In August 2013, Huq called for the government to release Adilur Rahman Khan.

Huq spoked against the short imprisonment of David Bergman for contempt of court in 2015. She is a founding member of the Committee for the Protection of Fundamental Rights. She called Rezaul Karim Bablu, member of parliament, a Neanderthal for his comments blaming feminist of rape.

In 2023, Huq signed a letter criticizing the government treatment of former prime minister Khaleda Zia, warning it could lead to a political crises, and asking the government to send her abroad for treatment. Other signatories included Ali Imam Majumder, Asif Nazrul, CR Abrar, Farida Akhtar, Hafizuddin Khan, Naila Z Khan, Nur Khan, Rahnuma Ahmed, Shahdeen Malik, Shahidul Alam, Sharmeen Murshid, Syeda Rizwana Hasan, and Tofail Ahmed.

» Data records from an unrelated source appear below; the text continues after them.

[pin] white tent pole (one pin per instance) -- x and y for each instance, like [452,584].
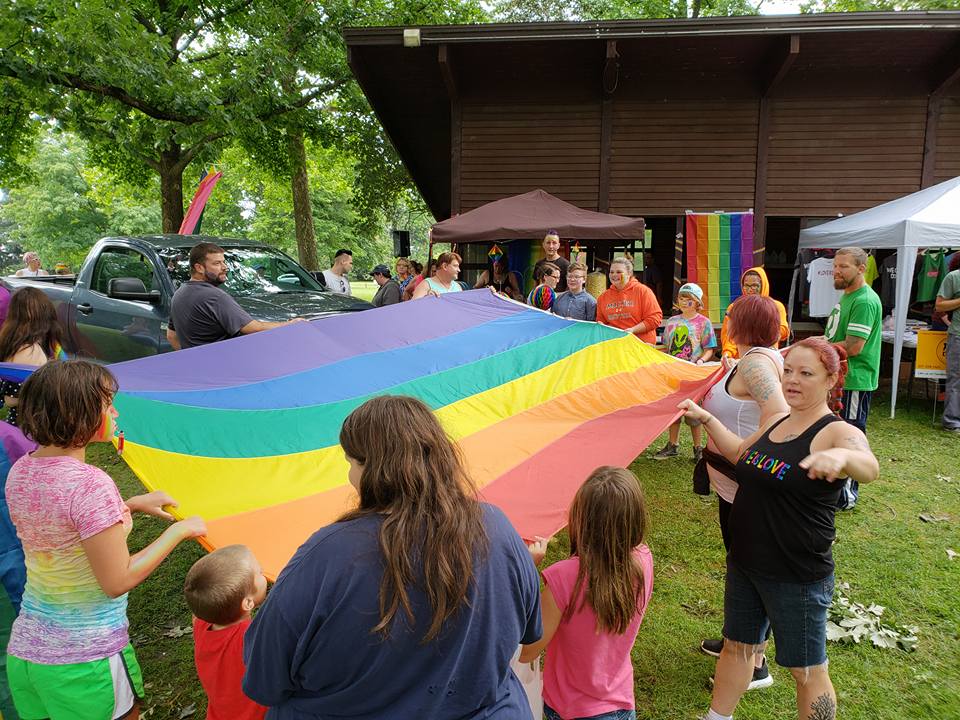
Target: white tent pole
[906,261]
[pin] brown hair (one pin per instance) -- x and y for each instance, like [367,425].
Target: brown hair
[608,519]
[217,584]
[199,252]
[542,269]
[31,320]
[446,258]
[432,531]
[754,321]
[62,403]
[833,357]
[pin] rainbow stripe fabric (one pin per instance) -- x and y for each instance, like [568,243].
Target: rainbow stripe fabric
[719,249]
[245,432]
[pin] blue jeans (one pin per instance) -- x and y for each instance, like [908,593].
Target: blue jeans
[550,714]
[797,612]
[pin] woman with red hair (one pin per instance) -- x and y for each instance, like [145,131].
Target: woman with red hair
[780,565]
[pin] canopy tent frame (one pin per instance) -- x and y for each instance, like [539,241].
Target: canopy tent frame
[929,218]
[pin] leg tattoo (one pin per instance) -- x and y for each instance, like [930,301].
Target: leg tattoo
[823,708]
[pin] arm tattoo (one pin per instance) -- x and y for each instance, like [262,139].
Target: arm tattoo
[823,708]
[857,443]
[760,382]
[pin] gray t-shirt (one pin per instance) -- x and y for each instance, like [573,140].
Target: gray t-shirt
[950,290]
[202,313]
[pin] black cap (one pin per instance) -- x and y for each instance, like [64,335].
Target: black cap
[381,269]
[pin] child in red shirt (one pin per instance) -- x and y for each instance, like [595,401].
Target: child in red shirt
[222,589]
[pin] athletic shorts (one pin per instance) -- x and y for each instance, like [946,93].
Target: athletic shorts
[107,689]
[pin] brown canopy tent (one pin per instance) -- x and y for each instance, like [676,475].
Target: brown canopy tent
[529,216]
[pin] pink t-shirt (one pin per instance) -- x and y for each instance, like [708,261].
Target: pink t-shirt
[56,502]
[585,673]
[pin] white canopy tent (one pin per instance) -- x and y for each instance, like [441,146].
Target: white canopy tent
[929,218]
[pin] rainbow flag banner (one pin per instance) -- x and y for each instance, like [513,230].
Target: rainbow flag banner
[719,249]
[245,432]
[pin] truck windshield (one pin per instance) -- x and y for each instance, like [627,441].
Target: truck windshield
[252,271]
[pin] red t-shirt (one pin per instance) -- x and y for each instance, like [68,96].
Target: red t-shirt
[218,655]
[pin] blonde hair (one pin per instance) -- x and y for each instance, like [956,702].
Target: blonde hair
[217,584]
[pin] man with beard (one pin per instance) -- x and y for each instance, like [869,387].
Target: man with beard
[855,323]
[201,312]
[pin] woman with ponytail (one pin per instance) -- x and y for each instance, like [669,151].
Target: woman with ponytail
[409,606]
[780,566]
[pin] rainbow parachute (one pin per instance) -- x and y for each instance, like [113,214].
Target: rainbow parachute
[244,432]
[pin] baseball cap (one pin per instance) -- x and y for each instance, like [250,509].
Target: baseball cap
[692,289]
[381,269]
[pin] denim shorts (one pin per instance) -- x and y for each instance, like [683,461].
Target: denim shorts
[797,612]
[550,714]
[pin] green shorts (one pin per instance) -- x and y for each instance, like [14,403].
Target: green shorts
[105,689]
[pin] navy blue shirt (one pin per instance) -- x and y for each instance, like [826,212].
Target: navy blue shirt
[310,652]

In February 2024, Huq met with Rear Adm. Eileen Laubacher, special assistant to the president and senior director for South Asia - national security, Afreen Akhter, state department deputy assistant secretary, and Michael Schiffer, assistant administrator of the bureau for Asia, at the United States embassy to discuss democracy and human rights. The meeting was attended by Adilur Rahman Khan, Debapriya Bhattacharya, and Zillur Rahman, host of Tritiyo Matra. After the fall of the Sheikh Hasina led Awami League government, Huq visited the headquarters of Directorate General of Forces Intelligence to inspect the secret detention facility Aynaghor. She was appointed the chair of the Women Affairs Reform Commission formed by the Muhammad Yunus led Interim government.

== Personal life ==
Huq was married to Zafrullah Chowdhury (d. 2023), founder of Gonoshasthaya Kendra. They have a son, Bareesh Chowdhury, and a daughter, Bristi Chowdhury. Her sister, Nasreen Pervin Huq, died in a car accident.